Dalam konteks yang lebih luas, hasil pendidikan mencakup tiga jenjang yaitu: produk,
efek, dan dampak. Hasil pendidikan yang berupa produk, adalah wujud hasil yang dicapai pada
akhir satu proses pendidikan, misalnya akhir satu proses instruksional, akhir semester, akhir
tahun ajaran, akhir jenjang pendidikan, dan sebagainya. Wujudnya dinyatakan dalam satu satuan
ukuran tertentu seperti angka, grade, peringkat, indeks prestasi, yudisium, UN, dan sebagainya
sebagai gambaran kualitas hasil pendidikan dalam periode tertentu. Hasil pendidikan berupa
efek, adalah perubahan lebih lanjut terhadap keseluruhan kepribadian peserta didik sebagai
akibat perolehan produk dari proses pendidikan (pembelajaran) dari satu periode tertentu.
Perolehan produk pendidikan yang dinyatakan dalam bentuk hasil belajar seperti angka dalam
3

rapor, dan sebagainya, seharusnya memberikan pengaruh (efek) terhadap perubahan keseluruhan
perilaku/kepribadian peserta didik seperti dalam pemahaman diri, cara berfikir, sikap, nilai, dan
kualitas kepribadian lainnya. Selanjutnya hasil pendidikan yang berupa dampak, adalah berupa
pengaruh lebih lanjut hasil pendidikan berupa produk dan efek yang diperoleh peserta didik
terhadap kondisi dan lingkungannya baik di dalam keluarga ataupun masyarakat secara
keseluruhan.
B. Posisi Guru Dalam Pendidikan
Setiap tahun ajaran baru dimulai, guru-guru Sekolah Dasar Kelas I dengan rajin
mengajari peserta didiknya untuk menguasai dan dapat membawakan Hymne Guru agar pada
saat upacara dan kesempatan-kesempatan lain mereka dapat ikut menyenandungkan nyanyia itu
bersama kakak-kakak kelasnya. Bila suara dan pengahayatannya bagus, di antara anak-anak
tersebut mungkin ada juga yang terpilih untuk bergabung dalam kelompok paduan suara yang
mewakili sekolah dalam perlombaan antar Sekolah Dasar di tingkat kecamaan. Seorang guru
Sekolah Dasar mengakui, kadang-kadang ada perasaan rikuh ketika ia mengajari muridmurudnya menghafalkan lagu ini karena seakan-akan ia minta dipuji oleh para muridnya.
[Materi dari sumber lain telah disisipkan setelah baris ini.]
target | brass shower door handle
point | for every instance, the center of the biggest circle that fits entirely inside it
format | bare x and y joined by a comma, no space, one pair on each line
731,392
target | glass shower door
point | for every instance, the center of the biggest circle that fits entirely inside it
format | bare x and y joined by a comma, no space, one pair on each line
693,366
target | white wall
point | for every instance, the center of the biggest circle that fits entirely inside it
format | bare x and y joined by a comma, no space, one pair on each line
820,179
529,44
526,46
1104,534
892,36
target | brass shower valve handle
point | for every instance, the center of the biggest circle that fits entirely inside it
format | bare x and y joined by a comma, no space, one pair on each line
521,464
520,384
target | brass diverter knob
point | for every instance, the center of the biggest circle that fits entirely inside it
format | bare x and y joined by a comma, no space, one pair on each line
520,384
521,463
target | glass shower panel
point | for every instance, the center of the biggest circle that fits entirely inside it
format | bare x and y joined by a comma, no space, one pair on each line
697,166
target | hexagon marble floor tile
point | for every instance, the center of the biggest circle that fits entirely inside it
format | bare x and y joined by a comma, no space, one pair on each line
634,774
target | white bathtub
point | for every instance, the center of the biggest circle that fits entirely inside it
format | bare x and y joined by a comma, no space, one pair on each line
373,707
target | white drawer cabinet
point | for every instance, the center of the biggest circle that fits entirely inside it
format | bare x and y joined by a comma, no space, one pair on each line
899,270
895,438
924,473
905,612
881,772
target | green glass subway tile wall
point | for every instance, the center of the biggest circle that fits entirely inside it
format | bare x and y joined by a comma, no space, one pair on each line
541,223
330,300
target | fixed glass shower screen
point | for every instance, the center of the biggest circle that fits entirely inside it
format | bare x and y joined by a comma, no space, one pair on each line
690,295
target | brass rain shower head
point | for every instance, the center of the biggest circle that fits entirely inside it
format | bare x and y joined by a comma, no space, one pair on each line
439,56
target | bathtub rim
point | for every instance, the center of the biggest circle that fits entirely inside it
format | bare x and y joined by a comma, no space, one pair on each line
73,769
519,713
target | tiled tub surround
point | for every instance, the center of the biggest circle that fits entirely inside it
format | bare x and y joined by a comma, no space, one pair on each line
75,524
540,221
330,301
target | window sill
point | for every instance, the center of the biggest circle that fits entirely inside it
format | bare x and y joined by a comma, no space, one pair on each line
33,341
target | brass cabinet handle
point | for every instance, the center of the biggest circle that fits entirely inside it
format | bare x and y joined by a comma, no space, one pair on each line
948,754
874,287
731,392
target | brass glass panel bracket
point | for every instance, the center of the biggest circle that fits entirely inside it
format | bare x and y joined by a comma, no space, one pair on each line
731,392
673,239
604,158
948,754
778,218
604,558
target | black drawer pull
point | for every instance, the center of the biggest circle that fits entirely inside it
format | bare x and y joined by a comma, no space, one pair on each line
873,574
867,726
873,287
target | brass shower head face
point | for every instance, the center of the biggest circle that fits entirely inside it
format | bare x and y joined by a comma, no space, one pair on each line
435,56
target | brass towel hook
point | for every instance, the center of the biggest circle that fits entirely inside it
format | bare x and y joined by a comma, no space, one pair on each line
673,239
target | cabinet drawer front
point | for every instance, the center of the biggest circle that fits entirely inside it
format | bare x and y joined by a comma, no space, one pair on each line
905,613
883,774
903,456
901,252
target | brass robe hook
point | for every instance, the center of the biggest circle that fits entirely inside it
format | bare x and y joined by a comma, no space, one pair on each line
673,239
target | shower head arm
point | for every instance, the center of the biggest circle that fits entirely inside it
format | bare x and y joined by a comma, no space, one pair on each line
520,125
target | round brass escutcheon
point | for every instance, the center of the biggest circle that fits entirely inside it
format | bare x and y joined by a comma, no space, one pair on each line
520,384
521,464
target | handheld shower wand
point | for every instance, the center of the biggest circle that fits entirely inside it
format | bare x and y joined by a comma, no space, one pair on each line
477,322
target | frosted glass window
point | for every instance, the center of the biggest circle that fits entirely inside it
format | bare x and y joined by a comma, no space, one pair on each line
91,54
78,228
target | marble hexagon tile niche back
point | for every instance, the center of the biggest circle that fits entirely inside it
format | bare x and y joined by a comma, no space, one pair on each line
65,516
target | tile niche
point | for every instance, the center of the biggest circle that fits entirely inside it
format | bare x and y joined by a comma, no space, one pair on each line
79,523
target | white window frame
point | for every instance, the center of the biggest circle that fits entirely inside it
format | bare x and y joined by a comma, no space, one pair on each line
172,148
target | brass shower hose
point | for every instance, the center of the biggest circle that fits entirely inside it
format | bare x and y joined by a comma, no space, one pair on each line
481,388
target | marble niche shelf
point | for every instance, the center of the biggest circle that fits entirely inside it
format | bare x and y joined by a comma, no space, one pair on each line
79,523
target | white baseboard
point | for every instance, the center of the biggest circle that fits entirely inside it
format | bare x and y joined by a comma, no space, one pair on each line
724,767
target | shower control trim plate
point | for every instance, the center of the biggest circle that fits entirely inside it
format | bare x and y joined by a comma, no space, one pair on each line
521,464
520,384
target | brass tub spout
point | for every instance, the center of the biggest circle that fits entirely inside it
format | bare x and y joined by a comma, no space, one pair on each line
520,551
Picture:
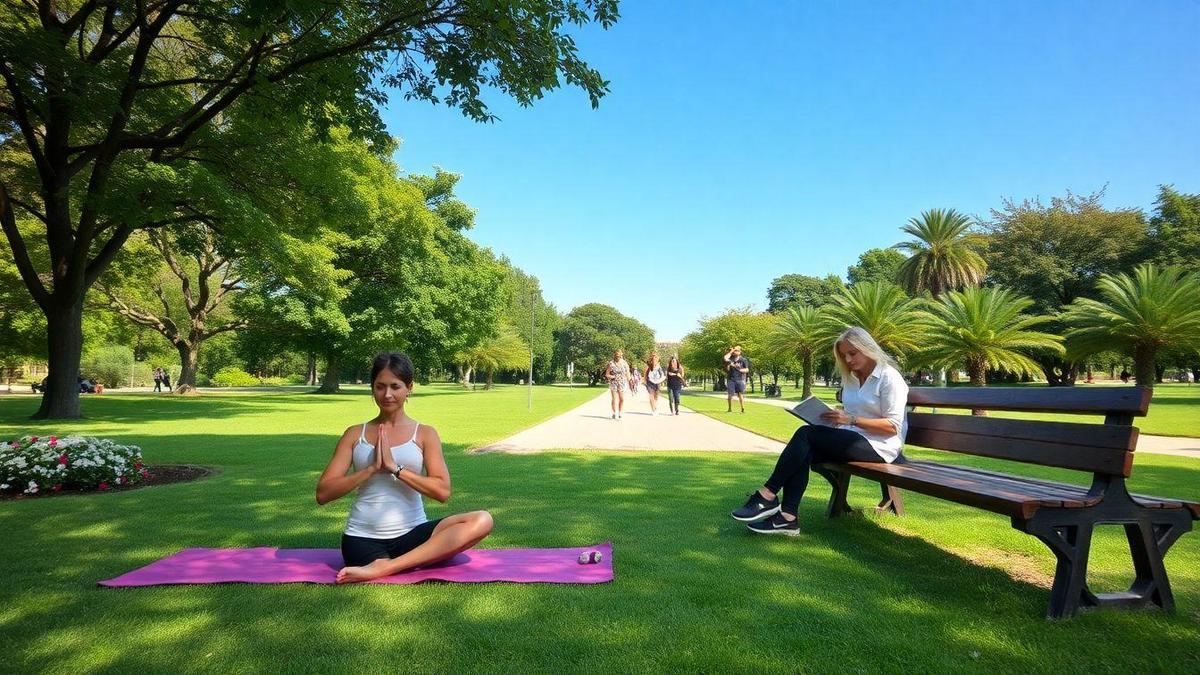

Sejalan dengan itu, kesadaran dan kepedulian para guru, calon guru, sebagian masyarakat
dan pejabat pemerintah terhadap perbaikan nasib guru serta upaya mengangkat citra dan
martabat guru dirasakan semakin kuat. Kesadaran itu tumbuh melihat kenyataan bahwa imbalan
yang diterima oleh para guru belum layak dibandingkan dengan beban tugas yang dipikulnya dan
standar kehidupan yang sepantasnya diperoleh sesuai dengan predikatnya sebagai pendidik
generasi bangsa.
Dalam menjalankan tugasnya, guru tidak jarang pula mendapatkan perlakuan-perlakuan
yang kurang pada tempatnya. Misalnya pemotongan gaji untuk sesuatu yang sebenarnya kurang
perlu dan pengurusan kenaikan pangkat yang dipersulit oleh orang-orang tertentu di atasnya.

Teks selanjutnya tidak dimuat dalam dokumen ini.